Monday, March 4, 2019

Thin Crust Pizza - The Lighter Version

Pizza always seems to be the one thing that anyone attempting to take on a healthy food plan struggles with. There is something so tempting and so satisfying about greasy pepperoni nestled in warm, melted cheese on a chewy crust. It's a recipe that I've worked hard to perfect in the Comfort Food section of this blog, and one that we'll still indulge in occasionally after I'm down to my goal weight.

In the meantime, I had a need for some substitute. I've tried a lot of different low-carb pizza alternatives and have found them sadly lacking. After a good bit of trial and error, though, I've found something that definitely fits the bill for pizza night for me. You start with Joseph's Flax and Oat Bran Pitas. If you haven't discovered the line of breads that Joseph's bakery makes, you're really missing out. The Flax and Oat Bran pitas are only 60 calories for  a pita. It makes a decent crispy thin pizza crust when baked with toppings. So when the rest of the family is ordering out pizza and you just really need some, never fear. This makes 2 personal sized pizzas, both of which total only 413 calories. It's a win!
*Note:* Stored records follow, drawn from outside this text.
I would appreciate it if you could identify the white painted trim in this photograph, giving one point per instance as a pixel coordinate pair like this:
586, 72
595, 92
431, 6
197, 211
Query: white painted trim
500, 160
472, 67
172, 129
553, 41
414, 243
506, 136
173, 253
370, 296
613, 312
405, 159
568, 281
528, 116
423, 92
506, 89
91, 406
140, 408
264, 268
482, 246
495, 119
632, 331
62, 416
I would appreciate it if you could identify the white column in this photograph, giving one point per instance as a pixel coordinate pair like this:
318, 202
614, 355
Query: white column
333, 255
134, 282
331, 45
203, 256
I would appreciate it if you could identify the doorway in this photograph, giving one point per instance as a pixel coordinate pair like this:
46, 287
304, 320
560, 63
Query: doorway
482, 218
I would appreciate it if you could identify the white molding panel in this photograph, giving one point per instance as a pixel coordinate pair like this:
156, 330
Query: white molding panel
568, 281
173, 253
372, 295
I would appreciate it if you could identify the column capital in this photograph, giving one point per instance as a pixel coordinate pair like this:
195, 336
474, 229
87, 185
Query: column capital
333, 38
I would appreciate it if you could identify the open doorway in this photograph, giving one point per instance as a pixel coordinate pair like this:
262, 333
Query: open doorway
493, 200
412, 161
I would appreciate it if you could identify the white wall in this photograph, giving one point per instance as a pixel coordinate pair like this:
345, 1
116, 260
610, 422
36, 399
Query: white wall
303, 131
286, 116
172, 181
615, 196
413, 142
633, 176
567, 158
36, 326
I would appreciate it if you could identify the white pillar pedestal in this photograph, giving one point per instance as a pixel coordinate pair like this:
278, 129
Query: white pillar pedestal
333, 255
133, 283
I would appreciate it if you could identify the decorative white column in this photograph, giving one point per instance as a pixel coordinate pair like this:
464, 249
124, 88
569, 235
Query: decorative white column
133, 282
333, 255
Pepperoni Pizza: 413 Calories

2 Joseph's Flax, Oat Bran and Whole Wheat
Pitas, 120 calories
1/4 Cup Muir Glen pizza sauce, 45 calories
1/4 Cup chopped onion, 16 calories
1/4 Cup chopped green or red pepper, 9 calories
2 Frigo Cheese Heads Light String Cheese,
shredded, 120 cals
8 slices of Bridgeford Pepperoni, 74 calories
1 Tbl parmesan cheese, 30 calories

Preheat the oven for 375°. Briefly saute the onion and green pepper in a small skillet sprayed with non-stick cooking spray until crisp-tender. Line a cookie sheet with parchment paper. Place the pitas on the cookie sheet and divide the pizza sauce evenly between them. Spread sauce and top with 1/2 of vegetables, cheese, and pepperoni for each pizza. Sprinkle half of parmesan on each pizza. Bake until cheese is bubbly and pepperoni is crisping at the edges. Baking time will vary depending on your oven but will generally be 15-20 minutes. Watch carefully as the pita edges will burn if left too long.